Nearby, two men with linked arms sang, "From this valley they say you are going," lugubriously. Then they sang, "From this valley they say you are going," again. Each man held an empty bottle in his free hand. Their voices weren't bad.
Mark began to read about the settlement of Greenwood. The Alliance administered newly discovered worlds through the protectors of established colonies. There was no point in sending personnel to an unoccupied planet, and it wasn't practical to govern directly from Paris a place weeks or months out in the interstellar boondocks.
Grants of extraterritorial authority to the protectors were generally fuzzy, because nobody on Earth really had a clue about what was going on at the frontier. Inevitably, some protectors exceeded their proper authority. One of the worst examples of this was the long-serving Protector Greenwood of Hestia. He'd sold settlement grants for a planet that was clearly under the jurisdiction of the Protector of Zenith. To add insult to injury, Greenwood had named the planet after himself.
According to the book's author, Greenwood had gotten away with this arrant banditry-besides payments to the Alliance, the grantees paid fees to Protector Greenwood himself-because the protectors of Zenith during the period were lackadaisical. Furthermore, Zenith's chief citizens were wholly occupied in prosecuting the war against proxies of the Eastern Sphere.

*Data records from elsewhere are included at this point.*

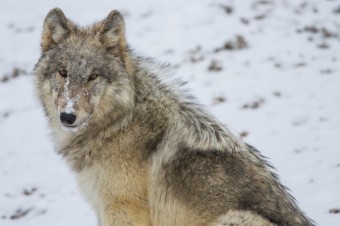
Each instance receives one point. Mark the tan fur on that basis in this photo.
(144, 153)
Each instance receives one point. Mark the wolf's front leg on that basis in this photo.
(125, 214)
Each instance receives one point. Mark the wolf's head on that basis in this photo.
(84, 73)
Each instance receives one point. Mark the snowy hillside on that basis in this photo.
(268, 69)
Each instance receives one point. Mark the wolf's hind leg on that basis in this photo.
(242, 218)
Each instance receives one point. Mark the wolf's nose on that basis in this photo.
(67, 119)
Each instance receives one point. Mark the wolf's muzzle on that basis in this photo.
(67, 119)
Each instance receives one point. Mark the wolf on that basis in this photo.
(143, 150)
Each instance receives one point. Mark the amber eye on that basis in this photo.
(63, 72)
(93, 76)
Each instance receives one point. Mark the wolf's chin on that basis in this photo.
(74, 129)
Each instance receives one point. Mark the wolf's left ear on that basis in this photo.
(55, 29)
(112, 35)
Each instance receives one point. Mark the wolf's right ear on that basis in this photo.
(55, 29)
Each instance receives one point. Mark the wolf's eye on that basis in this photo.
(63, 72)
(93, 76)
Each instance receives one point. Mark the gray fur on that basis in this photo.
(145, 152)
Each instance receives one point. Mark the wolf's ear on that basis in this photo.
(112, 35)
(55, 29)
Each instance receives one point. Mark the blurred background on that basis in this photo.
(268, 69)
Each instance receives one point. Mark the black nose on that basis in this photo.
(68, 119)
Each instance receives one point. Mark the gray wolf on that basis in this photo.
(144, 152)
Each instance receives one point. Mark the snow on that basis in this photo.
(281, 91)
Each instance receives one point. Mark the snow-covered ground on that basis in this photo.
(269, 69)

Mark snorted and set down the viewer. That wasn't how he'd learned history on Quelhagen. The chief citizens of Zenith had always been concerned first with avoiding risk to their own skins. Their closely second desire was to make money. So long as the Proxy Wars went on, there wasn't enough money in those settlement grants to make them worth arguing about. Greenwood was wide open to Eastern attack, particularly before Alliance forces finally captured the huge Eastern base on Dittersdorf Minor. When the fighting stopped, it was time for Zenith money-grubbers to get interested.
Mark started to read again. His surroundings were a living hum, but he wasn't aware of any single aspect of them.
Somebody kicked the bucket out from under him.
Mark jumped upright, squarely on his feet. The bucket clattered from the bench between the two friends as they moaned, "From this valley…"
Mayor Biber's four baggage handlers ringed Mark. The leader, Griggs, looked disgruntled. He'd obviously figured that when he kicked Mark's seat away, Mark would fall on his ass.
That would have been Mark's guess too. It looked like instinct and his gymnastics training had paid off. The Zeniths didn't seem about to applaud, though.
"What you reading, cutie?" one of the men said. He flicked a hand at the hypnagogue. Mark jerked it clear. The Zenith behind him jolted him forward hard; Griggs pushed him back.
The caravansary watchman hunched down in his kiosk to avoid seeing what was going on in the common court. He wasn't armed, so there wasn't a lot he could have done anyway, but Mark would have appreciated even a shout just now.
The Zeniths' breath stank of the liquor they'd been drinking. Based on the smell, Mark suspected that a lab report on the booze would read: YOUR HORSE HAS GONORRHEA.
This was a bad situation, and it was likely to get worse fast. Other travelers moved quietly away from Mark and the Zeniths. Even the two singers stood up and wove across the common court toward the latrine.